GOP senators warn that President Biden and Democrats won’t accept spending bills with steep cuts, even if they manage to pass the lower chamber. And if the government shuts down, like it did in 2013 and 2019, Democrats will blame Republicans and wait for the GOP to cave.  

McCarthy has been repeatedly stymied by conservative rebels in his efforts to pass a stopgap funding measure or a defense appropriations bill this month.  

House GOP leaders canceled votes that were expected Friday and Saturday because of the stalemate in their conference.  

Two Republican congressmen from New York — Reps. Mike Lawler and Marc Molinaro — even floated the idea of voting with Democrats on a stopgap measure to avoid a government shutdown if Republicans can’t unite behind a spending bill soon. 

A few Republican senators have proposed adding the broader stopgap funding measure to the appropriations legislation funding military construction and the Department of Veterans Affairs, which the House passed in July.  

“I’ve suggested that,” one Republican senator said. “I think our greatest crisis at the moment is the CR and the supplemental. 

“Why not use the military construction bill?” the lawmaker said.  

The House-passed military construction and veterans affairs funding measure would need to be revised, however, to overcome Democratic objections. The bill passed the lower chamber with a mostly party-line vote, 219-211, in July.  

Democrats criticized the House bill for cutting $1.5 billion from military construction compared to the current level and limiting women’s access to abortion.  

Senate aides say that Ukraine funding will likely not be attached to any continuing resolution that moves through the Senate this week, because Sen. Rand Paul (R-Ky.) has vowed to hold up any money for Ukraine and the controversial issue would make it tougher for McCarthy to bring a Senate-passed bill to the floor.  

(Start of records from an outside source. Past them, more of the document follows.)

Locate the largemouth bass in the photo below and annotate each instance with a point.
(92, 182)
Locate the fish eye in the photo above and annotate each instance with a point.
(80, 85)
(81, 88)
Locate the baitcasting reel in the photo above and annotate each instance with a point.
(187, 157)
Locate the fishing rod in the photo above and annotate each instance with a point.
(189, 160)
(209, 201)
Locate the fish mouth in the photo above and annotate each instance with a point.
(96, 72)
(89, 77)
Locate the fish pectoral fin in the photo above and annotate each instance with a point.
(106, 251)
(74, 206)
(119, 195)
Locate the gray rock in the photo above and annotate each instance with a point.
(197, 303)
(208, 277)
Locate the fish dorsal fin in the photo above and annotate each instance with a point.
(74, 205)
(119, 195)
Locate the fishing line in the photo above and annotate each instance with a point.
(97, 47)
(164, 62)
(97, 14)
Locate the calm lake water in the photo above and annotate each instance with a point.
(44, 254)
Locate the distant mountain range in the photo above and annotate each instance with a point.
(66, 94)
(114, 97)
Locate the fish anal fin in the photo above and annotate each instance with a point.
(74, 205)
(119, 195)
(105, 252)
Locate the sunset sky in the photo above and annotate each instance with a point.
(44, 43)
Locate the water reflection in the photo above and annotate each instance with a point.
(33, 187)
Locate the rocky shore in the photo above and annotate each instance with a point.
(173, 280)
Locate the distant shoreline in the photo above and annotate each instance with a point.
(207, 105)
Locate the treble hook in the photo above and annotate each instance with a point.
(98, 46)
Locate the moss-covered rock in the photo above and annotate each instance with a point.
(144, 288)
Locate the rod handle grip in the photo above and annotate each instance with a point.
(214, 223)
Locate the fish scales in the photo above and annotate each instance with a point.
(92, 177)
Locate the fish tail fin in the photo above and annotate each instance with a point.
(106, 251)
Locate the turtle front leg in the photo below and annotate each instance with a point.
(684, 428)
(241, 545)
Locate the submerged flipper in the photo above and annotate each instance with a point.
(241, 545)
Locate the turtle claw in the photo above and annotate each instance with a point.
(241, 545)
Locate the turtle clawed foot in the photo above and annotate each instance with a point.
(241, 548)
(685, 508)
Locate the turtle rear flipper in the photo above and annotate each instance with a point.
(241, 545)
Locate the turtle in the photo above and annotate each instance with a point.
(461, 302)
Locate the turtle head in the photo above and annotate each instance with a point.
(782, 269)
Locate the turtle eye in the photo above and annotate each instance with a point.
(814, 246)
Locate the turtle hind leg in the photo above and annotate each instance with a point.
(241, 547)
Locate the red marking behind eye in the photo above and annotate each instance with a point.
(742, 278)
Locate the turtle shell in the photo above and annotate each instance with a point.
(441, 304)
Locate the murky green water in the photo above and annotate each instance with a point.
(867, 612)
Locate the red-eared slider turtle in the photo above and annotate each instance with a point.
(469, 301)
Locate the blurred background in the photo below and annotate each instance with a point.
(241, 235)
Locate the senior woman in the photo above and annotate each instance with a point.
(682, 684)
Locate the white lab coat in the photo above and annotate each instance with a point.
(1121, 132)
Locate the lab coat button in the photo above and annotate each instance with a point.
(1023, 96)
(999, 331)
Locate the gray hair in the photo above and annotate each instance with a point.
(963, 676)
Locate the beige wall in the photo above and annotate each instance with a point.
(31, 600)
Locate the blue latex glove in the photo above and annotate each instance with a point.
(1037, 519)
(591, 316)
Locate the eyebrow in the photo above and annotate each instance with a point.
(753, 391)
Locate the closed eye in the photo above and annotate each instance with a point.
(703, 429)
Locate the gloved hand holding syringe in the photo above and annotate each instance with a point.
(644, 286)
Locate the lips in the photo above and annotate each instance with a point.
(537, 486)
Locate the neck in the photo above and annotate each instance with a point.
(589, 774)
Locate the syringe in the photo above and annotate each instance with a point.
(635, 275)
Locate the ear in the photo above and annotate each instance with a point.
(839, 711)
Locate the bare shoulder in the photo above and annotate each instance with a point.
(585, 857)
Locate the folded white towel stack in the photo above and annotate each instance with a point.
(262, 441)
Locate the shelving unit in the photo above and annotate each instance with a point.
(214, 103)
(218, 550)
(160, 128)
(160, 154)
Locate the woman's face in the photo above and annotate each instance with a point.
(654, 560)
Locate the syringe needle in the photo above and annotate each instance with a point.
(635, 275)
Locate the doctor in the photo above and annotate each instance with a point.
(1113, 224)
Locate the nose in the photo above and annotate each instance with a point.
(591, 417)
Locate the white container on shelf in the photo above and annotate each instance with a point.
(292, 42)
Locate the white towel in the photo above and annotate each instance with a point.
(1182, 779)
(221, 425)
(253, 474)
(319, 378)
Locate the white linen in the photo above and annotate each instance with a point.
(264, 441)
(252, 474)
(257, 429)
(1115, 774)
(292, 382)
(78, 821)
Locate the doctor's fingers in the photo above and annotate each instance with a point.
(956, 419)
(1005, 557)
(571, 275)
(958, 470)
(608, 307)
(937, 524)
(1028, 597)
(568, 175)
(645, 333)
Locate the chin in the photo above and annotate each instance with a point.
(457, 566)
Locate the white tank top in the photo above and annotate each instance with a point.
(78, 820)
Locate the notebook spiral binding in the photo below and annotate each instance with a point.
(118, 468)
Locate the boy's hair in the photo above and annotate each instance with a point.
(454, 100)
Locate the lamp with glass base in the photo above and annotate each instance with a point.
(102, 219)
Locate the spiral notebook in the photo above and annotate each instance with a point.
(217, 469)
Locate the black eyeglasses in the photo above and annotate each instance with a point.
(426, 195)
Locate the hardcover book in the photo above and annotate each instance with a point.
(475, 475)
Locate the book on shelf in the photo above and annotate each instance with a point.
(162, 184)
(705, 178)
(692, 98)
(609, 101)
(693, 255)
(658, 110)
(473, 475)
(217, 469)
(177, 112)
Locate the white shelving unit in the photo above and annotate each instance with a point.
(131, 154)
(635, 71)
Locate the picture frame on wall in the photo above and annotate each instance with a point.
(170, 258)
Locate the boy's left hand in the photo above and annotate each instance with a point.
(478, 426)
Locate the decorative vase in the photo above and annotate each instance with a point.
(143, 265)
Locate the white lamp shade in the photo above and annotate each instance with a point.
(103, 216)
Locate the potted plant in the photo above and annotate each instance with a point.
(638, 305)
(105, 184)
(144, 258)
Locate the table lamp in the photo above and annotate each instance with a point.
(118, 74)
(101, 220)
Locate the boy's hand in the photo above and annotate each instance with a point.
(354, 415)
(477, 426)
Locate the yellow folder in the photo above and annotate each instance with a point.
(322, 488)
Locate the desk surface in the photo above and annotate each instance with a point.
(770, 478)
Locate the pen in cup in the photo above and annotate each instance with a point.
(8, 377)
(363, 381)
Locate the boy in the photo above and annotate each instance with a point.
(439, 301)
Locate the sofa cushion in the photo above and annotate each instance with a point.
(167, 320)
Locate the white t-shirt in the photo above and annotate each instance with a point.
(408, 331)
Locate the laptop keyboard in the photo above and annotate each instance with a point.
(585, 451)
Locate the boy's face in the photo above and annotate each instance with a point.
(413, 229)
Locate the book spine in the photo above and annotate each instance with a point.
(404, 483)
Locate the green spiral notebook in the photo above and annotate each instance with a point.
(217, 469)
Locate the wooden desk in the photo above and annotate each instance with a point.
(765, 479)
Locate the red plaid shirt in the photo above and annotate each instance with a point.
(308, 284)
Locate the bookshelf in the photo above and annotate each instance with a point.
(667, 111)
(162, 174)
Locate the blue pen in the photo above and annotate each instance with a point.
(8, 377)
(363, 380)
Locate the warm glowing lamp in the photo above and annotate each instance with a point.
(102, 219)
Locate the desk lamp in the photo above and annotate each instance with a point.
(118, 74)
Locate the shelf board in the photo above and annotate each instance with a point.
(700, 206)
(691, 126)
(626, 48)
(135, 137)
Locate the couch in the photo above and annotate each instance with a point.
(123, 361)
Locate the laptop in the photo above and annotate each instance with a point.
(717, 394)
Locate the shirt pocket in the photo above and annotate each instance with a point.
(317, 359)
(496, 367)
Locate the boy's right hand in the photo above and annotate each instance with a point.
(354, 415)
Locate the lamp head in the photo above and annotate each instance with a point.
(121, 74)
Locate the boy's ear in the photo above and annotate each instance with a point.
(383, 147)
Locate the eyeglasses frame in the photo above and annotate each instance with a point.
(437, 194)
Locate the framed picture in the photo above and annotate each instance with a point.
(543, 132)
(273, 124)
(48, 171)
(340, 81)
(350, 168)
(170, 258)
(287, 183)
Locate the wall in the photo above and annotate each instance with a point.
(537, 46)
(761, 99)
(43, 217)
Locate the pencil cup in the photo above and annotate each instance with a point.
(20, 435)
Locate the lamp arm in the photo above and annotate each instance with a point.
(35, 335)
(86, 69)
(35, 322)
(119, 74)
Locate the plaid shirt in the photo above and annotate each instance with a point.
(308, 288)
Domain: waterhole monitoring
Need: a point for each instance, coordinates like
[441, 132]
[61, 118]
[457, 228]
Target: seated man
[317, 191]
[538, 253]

Paul potentially could drag out consideration of the stopgap funding measure perilously close to — or past — the Sept. 30 deadline by refusing to waive procedural hurdles on the floor.   

McCarthy on Friday vowed to strip out $300 million in funding for Ukraine in the defense appropriations bill after Rep. Marjorie Taylor Greene (R-Ga.) joined conservative colleagues in blocking the legislation. 

The Speaker then reversed course Saturday, announcing that he would keep the relatively small amount of Ukraine funding in the defense bill after recognizing that the State Department and foreign operations appropriations bill, which is slated for the floor this week, also includes money for Ukraine.  

Schumer told CNN on Friday that he’s still exploring options with McConnell to pass another installment of funding for the war in Ukraine.   

“Leader McConnell and I are both strongly for aid for Ukraine, and I believe a majority of the members of both parties in the Senate agree with that,” he said.